Czupel jak z bajki

 

 

liczba uczestników: 2
czas: 3 dni (10-12.03.2017)
cena za osobę: bilety kolejowe (2×65 zł) + 2 noclegi w Bielsku-Białej + jedzenie = ok. 250 zł
plan podróży:
1. przejazd pociągiem na trasie Warszawa – Bielsko-Biała – Warszawa
2. trasa górska: Bielsko-Biała, ul.

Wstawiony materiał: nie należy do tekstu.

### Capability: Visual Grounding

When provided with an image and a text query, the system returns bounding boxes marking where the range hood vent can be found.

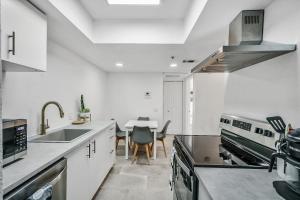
[192,10,296,73]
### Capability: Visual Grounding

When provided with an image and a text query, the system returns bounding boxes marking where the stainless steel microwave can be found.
[2,119,27,166]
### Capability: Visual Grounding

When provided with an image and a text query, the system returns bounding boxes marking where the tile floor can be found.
[95,136,173,200]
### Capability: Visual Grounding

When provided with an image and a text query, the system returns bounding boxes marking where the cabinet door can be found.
[1,0,47,71]
[67,143,91,200]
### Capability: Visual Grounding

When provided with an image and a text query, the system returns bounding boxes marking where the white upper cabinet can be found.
[1,0,47,71]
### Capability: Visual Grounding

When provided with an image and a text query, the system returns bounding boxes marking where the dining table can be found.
[125,120,158,160]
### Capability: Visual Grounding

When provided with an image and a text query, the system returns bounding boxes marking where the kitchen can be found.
[0,0,300,199]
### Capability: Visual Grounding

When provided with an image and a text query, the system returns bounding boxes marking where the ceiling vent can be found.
[182,59,195,63]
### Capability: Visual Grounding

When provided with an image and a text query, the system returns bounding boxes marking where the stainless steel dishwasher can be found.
[4,159,67,200]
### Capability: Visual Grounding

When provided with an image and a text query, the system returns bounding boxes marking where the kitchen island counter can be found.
[195,167,283,200]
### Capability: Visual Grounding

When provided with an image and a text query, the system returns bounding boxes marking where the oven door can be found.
[173,152,196,200]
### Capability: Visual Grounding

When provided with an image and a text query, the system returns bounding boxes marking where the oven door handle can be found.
[175,153,192,176]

Górska – Schronisko PTTK Na Magurce – Czupel (930 m. n.p.m.) – Rogacz (899 m. n. p. m.) – trawers – Pod Rogaczem – Międzybrodzie Bialskie – Bielsko-Biała (20 GOT)

 

Dotarliśmy do schroniska.
– Poprosimy szarlotkę – zaczęłam stałą kwestią.
– … jako ciasto? – zapytała sprzedawczyni, sięgając po metalowe przypinki.
– … Tak. Jako ciasto.
– Ach. To nie mamy. [SZOK NR 1] Mamy takie ciasto – pokazała inne, nota bene potem okazało się smakowite. – I przypinki – szarotki.
– A może przypinki z motywem schroniska?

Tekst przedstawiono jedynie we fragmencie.